Raise your hand if you've ever been where Alissa was. (Alissa: that breeze that you just felt was the collective raising of many hands.) We have all let insecurity dictate our lives in one way or another (not just people looking to lose weight/gain health, but literally ALL people deal with insecurity in one form or another). What I have learned, and what I will say time and time again, is to turn into it and confront it head on. Until you do this, you are a hostage of the insecurities.
So one of my favorite classes at LA Boxing Georgetown are the Technical Boxing/Sparring classes taught by Randolph (who is as patient as he is knowledgeable).
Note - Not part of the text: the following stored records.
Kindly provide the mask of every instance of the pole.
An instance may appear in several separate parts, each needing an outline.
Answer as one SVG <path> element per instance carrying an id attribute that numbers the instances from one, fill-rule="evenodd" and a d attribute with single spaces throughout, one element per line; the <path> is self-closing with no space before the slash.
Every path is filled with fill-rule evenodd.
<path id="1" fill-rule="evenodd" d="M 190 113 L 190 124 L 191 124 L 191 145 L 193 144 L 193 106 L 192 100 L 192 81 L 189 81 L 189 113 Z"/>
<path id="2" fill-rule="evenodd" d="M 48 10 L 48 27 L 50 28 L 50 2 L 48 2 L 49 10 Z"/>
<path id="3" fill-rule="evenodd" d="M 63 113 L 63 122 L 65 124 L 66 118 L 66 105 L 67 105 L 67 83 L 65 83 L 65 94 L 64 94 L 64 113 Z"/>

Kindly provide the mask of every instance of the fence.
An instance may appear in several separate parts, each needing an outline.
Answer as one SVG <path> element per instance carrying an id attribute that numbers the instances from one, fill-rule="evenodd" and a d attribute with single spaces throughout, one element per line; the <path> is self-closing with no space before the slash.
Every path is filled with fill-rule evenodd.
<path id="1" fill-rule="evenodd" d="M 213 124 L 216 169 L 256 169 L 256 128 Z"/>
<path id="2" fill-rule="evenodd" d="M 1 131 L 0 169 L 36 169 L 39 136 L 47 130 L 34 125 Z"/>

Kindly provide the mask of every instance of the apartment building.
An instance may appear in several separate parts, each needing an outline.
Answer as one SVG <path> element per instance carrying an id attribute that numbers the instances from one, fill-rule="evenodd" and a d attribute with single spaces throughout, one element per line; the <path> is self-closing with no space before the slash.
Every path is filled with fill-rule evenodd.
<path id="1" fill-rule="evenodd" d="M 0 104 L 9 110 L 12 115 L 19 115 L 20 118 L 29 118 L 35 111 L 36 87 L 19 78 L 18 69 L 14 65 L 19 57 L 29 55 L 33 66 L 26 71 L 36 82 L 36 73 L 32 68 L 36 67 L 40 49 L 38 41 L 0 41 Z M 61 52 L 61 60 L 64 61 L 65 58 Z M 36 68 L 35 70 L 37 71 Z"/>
They exemplify the second point I want to make about the insecurity regarding going to a gym: the more you go to the gym and connect with the people around you, the more you will feel like you belong in the gym and among active people.
To make that point, I asked a few of my classmates from the technical class as well as a few of the staff members at the gym a few questions, including Alissa's concern "How would you feel if a 300lb woman came into LA Boxing?"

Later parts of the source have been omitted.